PAOLA SILVIA DOLCI – I PROCESSI DI INGRANDIMENTO DELLE IMMAGINI – NOTA CRITICA DI DANIELE BARBIERI
Nel 1929, l’esperienza di un viaggio in America porta Federico García Lorca a scrivere Un poeta en Nueva York. È un libro molto diverso da quelli che ha scritto prima, e vi si susseguono e accavallano immagini molto dure e molto forti, con accostamenti di senso imprevedibili. Viene considerata un’opera surrealista, probabilmente il miglior prodotto del Surrealismo spagnolo.
È lo stesso anno, quello, in cui, in tutto un altro mondo, Frida Kahlo sposa Diego Rivera e inizia di fatto la sua carriera di pittrice. Il suo soggetto, nei venticinque anni successivi, sarà con grande frequenza un’immagine straniata di se stessa, un vedersi da fuori che permette di guardarle dentro. Anche la sua, in generale, è considerata un’opera surrealista, probabilmente il miglior prodotto del Surrealismo messicano.

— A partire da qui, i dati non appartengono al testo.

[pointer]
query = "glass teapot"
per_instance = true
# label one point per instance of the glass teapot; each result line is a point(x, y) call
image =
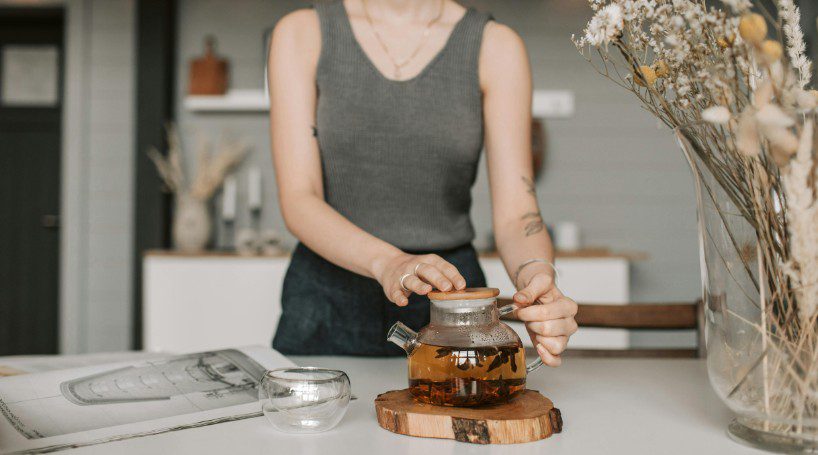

Tra le tante citazioni che attraversano il libro di Paola Silvia Dolci, I processi di ingrandimento delle immagini, non compaiono né il poeta spagnolo né la pittrice messicana, e nemmeno si potrebbe davvero dire che lo stile di questo libro vada ricondotto ai loro. Eppure c’è qualcosa, nel procedimento di Dolci, che può essere ricondotto ai loro procedimenti, o forse qualcosa che rimanda a quelle atmosfere. Non è certo solo il fatto di iniziare a New York, anche se pure questo qualche suggestione in merito la crea. È piuttosto, soprattutto, l’amore per gli accostamenti inaspettati, e spesso sorprendenti, con immagini a volte violente, ma soprattutto violente relazioni tra concetti che si trovano vicini e resi vividi proprio da questa vicinanza…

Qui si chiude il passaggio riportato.